RoboCop (1987) | Movies to See Before You Die


Nearly 40 years after its 1987 release and blockbuster success, fans still get way too excited when we talk about RoboCop. It doesn’t hurt that film’s depiction of a bleak, dying American empire separated by stunning glass and steel highrises and apocalyptic slums, has never stopped being relatable to audiences. A world in which the game shows are as sadistic as they are vapid, and in which advertisers cheerfully tell you how to flourish under the death of the ozone in comfort, all while brutalist multinational corporations destroy humanity wholesale in the name of making a dollar. Detroit is our setting, but really, RoboCop could have taken place almost anywhere and still made its basic point.

Detroit specifically makes sense for RoboCop and its story of Officer Alex Murphy, a newcomer to the city’s freshly privatized police force, becoming a powerful figure of manipulated justice. Murphy becomes a frightening fusion of human life with cutting edge cyborg technology known as RoboCop. Detroit was at one time a definitive and shimmering of American progress and industry. The 2022 horror film Barbarian gives you an idea of how things are going for Detroit nowadays.

To put it simply, in RoboCop and in life, things are bad, and they’re only going to get worse.

But we shouldn’t despair completely, in both life and in our emotional investment in RoboCop as more than just one of the most thrilling action movies ever made. With both, it’s important to remember that there are forces of basically good people picking up the fight against greed and decadent ignorance. Those people are fighting even as others, including myself, despair. That may or may not save the world, but it might save a few days here and there, and it’s always better than nothing.
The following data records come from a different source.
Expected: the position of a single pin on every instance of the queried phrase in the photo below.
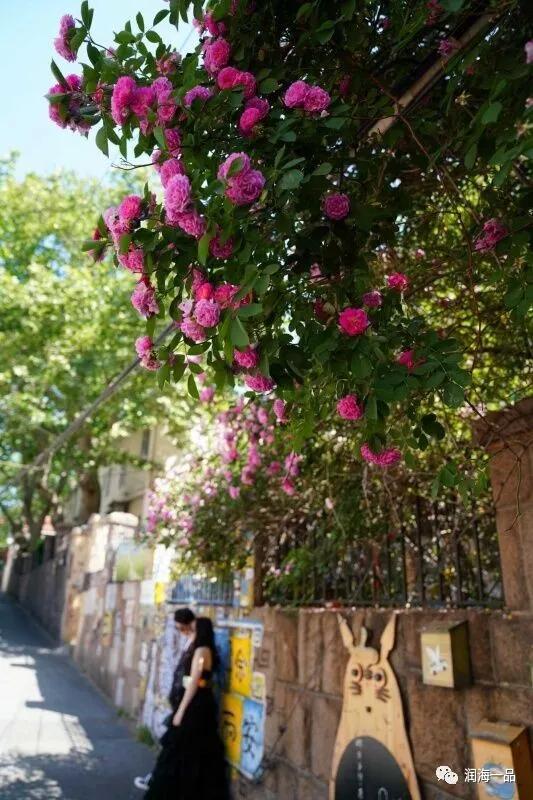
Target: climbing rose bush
(235, 453)
(281, 234)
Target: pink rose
(372, 299)
(248, 358)
(348, 407)
(143, 299)
(192, 330)
(177, 196)
(398, 281)
(353, 321)
(219, 249)
(386, 458)
(216, 55)
(336, 206)
(201, 93)
(296, 94)
(246, 187)
(316, 100)
(207, 313)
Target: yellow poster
(232, 712)
(241, 664)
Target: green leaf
(268, 86)
(250, 310)
(335, 122)
(58, 75)
(238, 334)
(203, 248)
(371, 408)
(154, 37)
(163, 375)
(291, 180)
(471, 155)
(235, 167)
(491, 113)
(453, 395)
(452, 5)
(323, 169)
(192, 387)
(160, 16)
(101, 141)
(304, 10)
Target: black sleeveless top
(182, 670)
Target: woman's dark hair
(205, 637)
(184, 616)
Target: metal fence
(193, 590)
(442, 555)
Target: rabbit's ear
(346, 633)
(387, 638)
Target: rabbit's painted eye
(380, 677)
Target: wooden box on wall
(446, 655)
(498, 747)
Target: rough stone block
(437, 728)
(325, 715)
(480, 649)
(335, 656)
(295, 744)
(515, 581)
(513, 705)
(509, 637)
(310, 648)
(286, 646)
(311, 789)
(287, 782)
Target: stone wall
(304, 660)
(121, 636)
(40, 587)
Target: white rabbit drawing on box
(437, 663)
(371, 719)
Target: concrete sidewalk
(58, 737)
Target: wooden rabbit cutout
(372, 704)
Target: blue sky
(29, 28)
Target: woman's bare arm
(201, 660)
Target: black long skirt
(191, 764)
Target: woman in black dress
(191, 765)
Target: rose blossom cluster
(144, 102)
(144, 347)
(312, 99)
(244, 185)
(493, 231)
(202, 312)
(67, 112)
(247, 361)
(121, 220)
(349, 407)
(385, 458)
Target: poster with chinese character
(252, 743)
(241, 663)
(231, 725)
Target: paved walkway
(58, 736)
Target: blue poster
(252, 743)
(222, 641)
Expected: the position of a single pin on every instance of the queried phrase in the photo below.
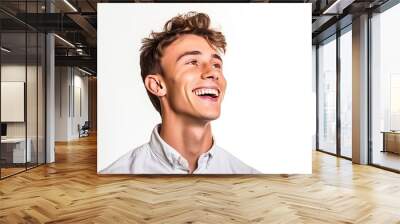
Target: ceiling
(76, 22)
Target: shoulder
(229, 163)
(127, 162)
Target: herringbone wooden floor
(70, 191)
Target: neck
(189, 138)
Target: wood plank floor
(70, 191)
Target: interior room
(49, 127)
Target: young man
(181, 68)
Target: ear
(154, 83)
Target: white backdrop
(267, 116)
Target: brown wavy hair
(153, 46)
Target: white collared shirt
(157, 157)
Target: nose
(210, 73)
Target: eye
(192, 62)
(217, 65)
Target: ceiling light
(65, 41)
(84, 71)
(70, 5)
(337, 7)
(5, 50)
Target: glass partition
(346, 93)
(13, 94)
(385, 89)
(22, 101)
(327, 96)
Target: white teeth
(204, 91)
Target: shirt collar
(168, 153)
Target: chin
(210, 117)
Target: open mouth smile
(207, 93)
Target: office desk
(391, 141)
(13, 150)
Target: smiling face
(193, 77)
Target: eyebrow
(197, 53)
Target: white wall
(69, 82)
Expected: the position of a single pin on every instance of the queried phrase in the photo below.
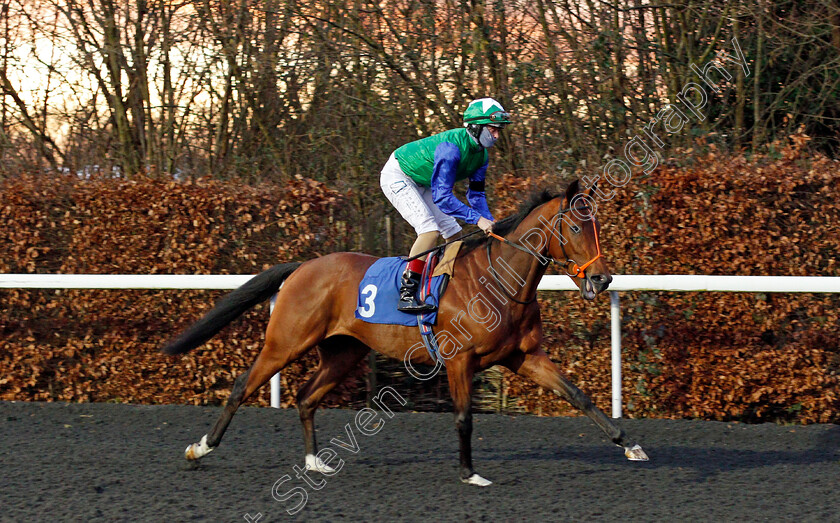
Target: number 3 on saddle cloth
(379, 292)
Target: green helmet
(486, 111)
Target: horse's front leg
(539, 367)
(460, 372)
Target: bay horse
(489, 310)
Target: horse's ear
(572, 190)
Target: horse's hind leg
(459, 371)
(539, 367)
(338, 357)
(271, 360)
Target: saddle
(379, 292)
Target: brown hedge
(103, 345)
(718, 356)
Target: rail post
(615, 337)
(275, 380)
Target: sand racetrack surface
(108, 462)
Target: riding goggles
(496, 117)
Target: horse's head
(575, 243)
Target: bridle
(578, 271)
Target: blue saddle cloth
(379, 293)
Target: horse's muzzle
(593, 285)
(600, 281)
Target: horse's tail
(256, 290)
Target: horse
(489, 312)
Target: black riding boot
(408, 295)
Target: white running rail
(667, 283)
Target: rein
(578, 271)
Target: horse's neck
(527, 267)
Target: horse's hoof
(198, 450)
(315, 463)
(475, 479)
(635, 453)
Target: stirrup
(414, 307)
I know it’s a bit much to compare RoboCop to the current trajectory of the human race, but few movies have truly nailed a satirization of American culture (and its global influence, good and bad) and wrapped in a package so visceral and enthralling. Because even if you don’t give a single damn about RoboCop’s ruthless social commentary, you’re probably going to love the way director Paul Verhoeven presents chaos and violence with an energy that even by the standards of the overstimulated 80s is a little over the top. In the best way possible, with RoboCop being one of the most exciting movie-watching experiences you can ever have. That’s also an experience unique to cinema itself. Nothing can facilitate this particular type of story like the movies.
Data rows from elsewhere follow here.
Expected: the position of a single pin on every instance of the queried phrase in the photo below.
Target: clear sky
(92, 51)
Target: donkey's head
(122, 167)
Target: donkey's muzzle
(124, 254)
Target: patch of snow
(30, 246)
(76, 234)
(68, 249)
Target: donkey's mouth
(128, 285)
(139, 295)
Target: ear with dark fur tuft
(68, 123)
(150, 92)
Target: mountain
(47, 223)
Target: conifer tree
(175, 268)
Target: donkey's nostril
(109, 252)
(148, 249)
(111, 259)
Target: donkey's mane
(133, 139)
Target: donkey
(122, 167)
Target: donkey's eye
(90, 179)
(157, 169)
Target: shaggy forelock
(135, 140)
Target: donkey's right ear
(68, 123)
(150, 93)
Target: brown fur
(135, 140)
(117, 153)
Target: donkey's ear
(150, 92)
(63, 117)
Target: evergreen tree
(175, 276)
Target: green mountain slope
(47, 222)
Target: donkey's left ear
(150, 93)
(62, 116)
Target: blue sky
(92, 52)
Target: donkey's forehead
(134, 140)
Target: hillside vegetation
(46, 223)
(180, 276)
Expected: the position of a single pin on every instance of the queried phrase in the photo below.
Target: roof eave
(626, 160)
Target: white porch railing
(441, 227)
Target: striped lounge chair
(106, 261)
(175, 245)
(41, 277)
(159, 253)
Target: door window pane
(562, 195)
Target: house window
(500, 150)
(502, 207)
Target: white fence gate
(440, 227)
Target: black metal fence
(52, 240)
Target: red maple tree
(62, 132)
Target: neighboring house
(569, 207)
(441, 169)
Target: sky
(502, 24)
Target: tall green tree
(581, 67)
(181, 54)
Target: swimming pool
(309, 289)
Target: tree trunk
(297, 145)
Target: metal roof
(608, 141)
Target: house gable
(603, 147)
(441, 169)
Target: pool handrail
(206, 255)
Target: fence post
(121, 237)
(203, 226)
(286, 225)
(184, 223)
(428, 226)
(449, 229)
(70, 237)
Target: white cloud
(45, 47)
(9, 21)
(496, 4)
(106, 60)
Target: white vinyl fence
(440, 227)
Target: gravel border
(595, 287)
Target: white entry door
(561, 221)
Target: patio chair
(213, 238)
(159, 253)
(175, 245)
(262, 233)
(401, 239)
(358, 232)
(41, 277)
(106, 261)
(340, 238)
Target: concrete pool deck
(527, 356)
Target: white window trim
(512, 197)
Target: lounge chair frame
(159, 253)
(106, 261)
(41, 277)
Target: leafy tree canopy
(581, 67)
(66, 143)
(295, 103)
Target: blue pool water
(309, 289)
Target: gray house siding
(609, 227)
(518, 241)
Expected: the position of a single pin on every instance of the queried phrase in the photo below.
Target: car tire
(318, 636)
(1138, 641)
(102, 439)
RoboCop is another one of those movies I’ve always been able to watch. Its violence is exciting, to be sure, as are performances by Peter Weller, Nancy Allen, Ronny Cox, Miguel Ferrer, Dan O’Herlihy, and of course the all-time great bad guy performance by Kurtwood Smith as Clarence Boddicker, but none of that fully explains why I still love this film 30+ years later. No other 80s film has everything I need to be entertaining, wrapped in a package of ideas and commentary that has always, even when I was a kid, struck me as a little frightening.

The older I get, the scarier RoboCop gets on the existential level, and yet it also never stops being an energetic genre film that feels fresh every time I watch it. RoboCop is truly unique, a fact emphasized by sequels and other failed attempts to recreate what works so well here. Which is all of it. Everything in RoboCop is the best of what film has to offer.